Complementing these studies, Michael Diamond of Washington University and his colleagues developed two different models of Zika infection using immune-deficient mice.
First, the researchers infected pregnant mice that lacked the ability to produce or respond to type I interferon—a common immune system protein—when the embryos were 6.5 to 7.5 days old. Most of the fetuses died, and the virus was found in their post-mortem brains and in their mothers’ placentas. Unlike in the other studies, the pups in these experiments did not show signs of microcephaly. They did, however, show signs of intrauterine growth restriction, Diamond and colleagues reported in their paper.
In a second experiment, Diamond’s team treated pregnant mice with antibodies that blocked interferon, and exposed the animals to Zika. The virus was able to cross the animals’ placentas and cause a milder form of infection, but it did not kill the fetuses.
Diamond said he thinks that his team might have seen evidence of microcephaly had they observed the mice longer. He also noted that his study used a different route of infection than the study by Xu and colleagues (who injected the virus directly into the embryos’ brains, such that it did not have to cross their placentas).
It remains unclear why some strains of mice can be infected with certain strains of Zika while others are not. One possibility is that an animal’s risk of infection could depend on the viral load. But, at least in the Nature study, both mouse strains examined received the same dose of virus. The observed difference in infection rates between animals could also be due to differences in immune response between different types of mice, Jean Pierre Peron of the University of São Paulo, a coauthor on the Nature study, noted.

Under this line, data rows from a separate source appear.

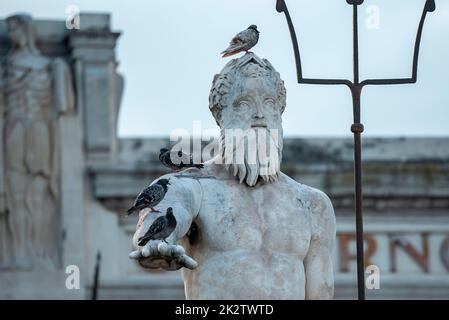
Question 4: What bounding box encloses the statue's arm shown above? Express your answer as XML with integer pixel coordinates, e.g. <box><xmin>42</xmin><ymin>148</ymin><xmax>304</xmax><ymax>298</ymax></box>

<box><xmin>304</xmin><ymin>191</ymin><xmax>335</xmax><ymax>300</ymax></box>
<box><xmin>130</xmin><ymin>175</ymin><xmax>202</xmax><ymax>270</ymax></box>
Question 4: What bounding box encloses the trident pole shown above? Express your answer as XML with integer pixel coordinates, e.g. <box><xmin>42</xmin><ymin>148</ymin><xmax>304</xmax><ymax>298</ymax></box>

<box><xmin>276</xmin><ymin>0</ymin><xmax>436</xmax><ymax>300</ymax></box>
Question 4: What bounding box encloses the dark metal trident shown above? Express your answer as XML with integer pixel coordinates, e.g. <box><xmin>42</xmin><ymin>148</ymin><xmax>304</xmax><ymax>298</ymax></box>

<box><xmin>276</xmin><ymin>0</ymin><xmax>435</xmax><ymax>300</ymax></box>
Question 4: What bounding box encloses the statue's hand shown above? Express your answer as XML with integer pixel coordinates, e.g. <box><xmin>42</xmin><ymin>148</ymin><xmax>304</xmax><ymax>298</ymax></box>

<box><xmin>129</xmin><ymin>240</ymin><xmax>198</xmax><ymax>271</ymax></box>
<box><xmin>129</xmin><ymin>213</ymin><xmax>198</xmax><ymax>270</ymax></box>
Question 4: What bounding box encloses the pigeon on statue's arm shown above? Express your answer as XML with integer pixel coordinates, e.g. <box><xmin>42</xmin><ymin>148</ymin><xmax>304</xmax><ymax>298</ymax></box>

<box><xmin>127</xmin><ymin>179</ymin><xmax>170</xmax><ymax>215</ymax></box>
<box><xmin>129</xmin><ymin>174</ymin><xmax>202</xmax><ymax>270</ymax></box>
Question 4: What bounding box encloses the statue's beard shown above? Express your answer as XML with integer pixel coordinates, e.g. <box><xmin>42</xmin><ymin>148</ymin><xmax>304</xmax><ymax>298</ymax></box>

<box><xmin>220</xmin><ymin>128</ymin><xmax>282</xmax><ymax>187</ymax></box>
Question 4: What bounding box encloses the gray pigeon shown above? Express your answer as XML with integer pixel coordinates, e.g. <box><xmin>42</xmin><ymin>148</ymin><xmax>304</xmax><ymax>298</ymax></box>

<box><xmin>159</xmin><ymin>148</ymin><xmax>204</xmax><ymax>171</ymax></box>
<box><xmin>139</xmin><ymin>207</ymin><xmax>176</xmax><ymax>246</ymax></box>
<box><xmin>127</xmin><ymin>179</ymin><xmax>170</xmax><ymax>215</ymax></box>
<box><xmin>221</xmin><ymin>24</ymin><xmax>259</xmax><ymax>58</ymax></box>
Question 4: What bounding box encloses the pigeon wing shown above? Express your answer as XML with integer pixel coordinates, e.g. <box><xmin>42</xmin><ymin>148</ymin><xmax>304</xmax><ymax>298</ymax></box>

<box><xmin>147</xmin><ymin>216</ymin><xmax>167</xmax><ymax>237</ymax></box>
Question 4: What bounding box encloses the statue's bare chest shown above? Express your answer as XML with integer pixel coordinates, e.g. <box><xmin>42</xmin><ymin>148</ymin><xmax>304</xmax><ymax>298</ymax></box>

<box><xmin>198</xmin><ymin>182</ymin><xmax>311</xmax><ymax>257</ymax></box>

“The three papers are outstanding and are really demonstrating the pathogenesis we have seen in humans,” said Karin Nielsen of the University of California Los Angeles David Geffen School of Medicine, who was not involved in the work. “There’s so much evidence that [the birth defects are the result of] the virus.” Of course, she added, “humans and mice are different.”

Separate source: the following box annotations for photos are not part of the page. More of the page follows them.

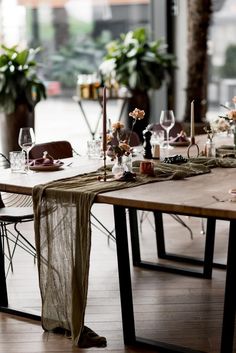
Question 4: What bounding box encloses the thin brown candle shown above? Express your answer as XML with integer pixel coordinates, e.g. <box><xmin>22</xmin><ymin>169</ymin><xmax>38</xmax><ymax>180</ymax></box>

<box><xmin>102</xmin><ymin>87</ymin><xmax>107</xmax><ymax>152</ymax></box>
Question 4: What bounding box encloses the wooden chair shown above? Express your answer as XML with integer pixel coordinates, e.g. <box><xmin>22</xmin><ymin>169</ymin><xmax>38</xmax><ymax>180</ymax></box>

<box><xmin>0</xmin><ymin>153</ymin><xmax>36</xmax><ymax>276</ymax></box>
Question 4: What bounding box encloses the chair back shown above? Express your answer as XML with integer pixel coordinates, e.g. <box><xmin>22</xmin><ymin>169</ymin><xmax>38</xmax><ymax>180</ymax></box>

<box><xmin>29</xmin><ymin>140</ymin><xmax>73</xmax><ymax>159</ymax></box>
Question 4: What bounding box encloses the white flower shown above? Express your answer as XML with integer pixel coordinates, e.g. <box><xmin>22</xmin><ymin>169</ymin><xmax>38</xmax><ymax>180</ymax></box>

<box><xmin>211</xmin><ymin>117</ymin><xmax>230</xmax><ymax>132</ymax></box>
<box><xmin>99</xmin><ymin>59</ymin><xmax>116</xmax><ymax>76</ymax></box>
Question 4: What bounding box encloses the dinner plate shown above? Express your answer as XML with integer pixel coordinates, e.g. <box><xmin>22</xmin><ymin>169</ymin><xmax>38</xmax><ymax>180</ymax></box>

<box><xmin>29</xmin><ymin>163</ymin><xmax>63</xmax><ymax>172</ymax></box>
<box><xmin>170</xmin><ymin>141</ymin><xmax>190</xmax><ymax>146</ymax></box>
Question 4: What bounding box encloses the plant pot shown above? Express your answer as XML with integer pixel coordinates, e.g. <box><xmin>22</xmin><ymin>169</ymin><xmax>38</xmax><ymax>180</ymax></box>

<box><xmin>127</xmin><ymin>90</ymin><xmax>150</xmax><ymax>141</ymax></box>
<box><xmin>0</xmin><ymin>104</ymin><xmax>34</xmax><ymax>157</ymax></box>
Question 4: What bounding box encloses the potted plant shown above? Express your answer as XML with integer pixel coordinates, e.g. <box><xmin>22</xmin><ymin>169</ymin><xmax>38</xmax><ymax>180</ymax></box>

<box><xmin>0</xmin><ymin>45</ymin><xmax>46</xmax><ymax>155</ymax></box>
<box><xmin>100</xmin><ymin>28</ymin><xmax>175</xmax><ymax>138</ymax></box>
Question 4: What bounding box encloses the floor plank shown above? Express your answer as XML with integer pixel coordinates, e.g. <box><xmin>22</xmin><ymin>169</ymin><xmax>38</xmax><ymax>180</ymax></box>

<box><xmin>0</xmin><ymin>205</ymin><xmax>236</xmax><ymax>353</ymax></box>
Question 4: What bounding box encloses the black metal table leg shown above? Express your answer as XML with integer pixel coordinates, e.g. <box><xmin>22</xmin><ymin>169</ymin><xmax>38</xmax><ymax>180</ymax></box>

<box><xmin>114</xmin><ymin>206</ymin><xmax>135</xmax><ymax>344</ymax></box>
<box><xmin>220</xmin><ymin>220</ymin><xmax>236</xmax><ymax>353</ymax></box>
<box><xmin>114</xmin><ymin>206</ymin><xmax>205</xmax><ymax>353</ymax></box>
<box><xmin>0</xmin><ymin>231</ymin><xmax>8</xmax><ymax>306</ymax></box>
<box><xmin>128</xmin><ymin>208</ymin><xmax>221</xmax><ymax>279</ymax></box>
<box><xmin>0</xmin><ymin>227</ymin><xmax>41</xmax><ymax>321</ymax></box>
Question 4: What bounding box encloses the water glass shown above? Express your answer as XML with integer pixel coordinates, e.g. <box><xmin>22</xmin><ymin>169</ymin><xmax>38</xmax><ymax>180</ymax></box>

<box><xmin>9</xmin><ymin>151</ymin><xmax>25</xmax><ymax>173</ymax></box>
<box><xmin>87</xmin><ymin>140</ymin><xmax>102</xmax><ymax>159</ymax></box>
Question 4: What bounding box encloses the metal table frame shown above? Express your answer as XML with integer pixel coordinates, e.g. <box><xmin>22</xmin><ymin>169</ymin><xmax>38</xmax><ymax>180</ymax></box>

<box><xmin>113</xmin><ymin>205</ymin><xmax>236</xmax><ymax>353</ymax></box>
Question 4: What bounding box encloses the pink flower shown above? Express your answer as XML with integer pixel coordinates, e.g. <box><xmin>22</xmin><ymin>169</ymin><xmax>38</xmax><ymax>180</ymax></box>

<box><xmin>227</xmin><ymin>110</ymin><xmax>236</xmax><ymax>121</ymax></box>
<box><xmin>129</xmin><ymin>108</ymin><xmax>145</xmax><ymax>120</ymax></box>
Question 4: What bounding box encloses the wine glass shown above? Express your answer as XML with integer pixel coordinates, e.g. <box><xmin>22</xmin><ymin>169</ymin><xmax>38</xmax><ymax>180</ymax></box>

<box><xmin>160</xmin><ymin>110</ymin><xmax>175</xmax><ymax>149</ymax></box>
<box><xmin>18</xmin><ymin>127</ymin><xmax>35</xmax><ymax>173</ymax></box>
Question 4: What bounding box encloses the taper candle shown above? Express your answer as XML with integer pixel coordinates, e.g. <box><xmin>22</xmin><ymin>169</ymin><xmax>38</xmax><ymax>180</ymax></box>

<box><xmin>190</xmin><ymin>100</ymin><xmax>195</xmax><ymax>138</ymax></box>
<box><xmin>102</xmin><ymin>87</ymin><xmax>107</xmax><ymax>152</ymax></box>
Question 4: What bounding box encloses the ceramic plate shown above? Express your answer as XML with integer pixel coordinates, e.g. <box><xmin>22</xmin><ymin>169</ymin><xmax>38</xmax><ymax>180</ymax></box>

<box><xmin>170</xmin><ymin>141</ymin><xmax>190</xmax><ymax>146</ymax></box>
<box><xmin>29</xmin><ymin>162</ymin><xmax>63</xmax><ymax>172</ymax></box>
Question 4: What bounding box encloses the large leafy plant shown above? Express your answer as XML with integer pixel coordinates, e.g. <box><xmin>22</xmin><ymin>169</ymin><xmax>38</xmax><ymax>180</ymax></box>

<box><xmin>100</xmin><ymin>28</ymin><xmax>175</xmax><ymax>91</ymax></box>
<box><xmin>0</xmin><ymin>45</ymin><xmax>46</xmax><ymax>114</ymax></box>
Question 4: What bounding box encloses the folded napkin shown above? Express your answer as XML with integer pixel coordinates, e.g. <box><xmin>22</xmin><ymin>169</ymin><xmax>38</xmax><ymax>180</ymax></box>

<box><xmin>30</xmin><ymin>151</ymin><xmax>64</xmax><ymax>166</ymax></box>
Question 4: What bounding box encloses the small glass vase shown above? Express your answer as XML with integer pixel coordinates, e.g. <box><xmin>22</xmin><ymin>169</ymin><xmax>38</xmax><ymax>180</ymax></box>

These studies “really [open] up the field to answer questions like: When in pregnancy does Zika cause the most damage? What kind of drugs or interventions can we put in place? How does Zika cause this [damage]?” said Rossi of UTMB. Each model can be used to probe different aspects of infection, she added. “One model does not fit everything.”
F. Cugola et al., “The Brazilian Zika virus strain causes birth defects in experimental models,” Nature, doi:10.1038/nature18296, 2016.
C. Li et al., “Zika virus disrupts neural progenitor development and leads to microcephaly in mice,” Cell Stem Cell, doi:10.1016/j.stem.2016.04.017, 2016.
J. Miner et al., “Zika virus infection during pregnancy in mice causes placental damage and fetal demise,” Cell, doi:10.1016/j.cell.2016.05.008, 2016.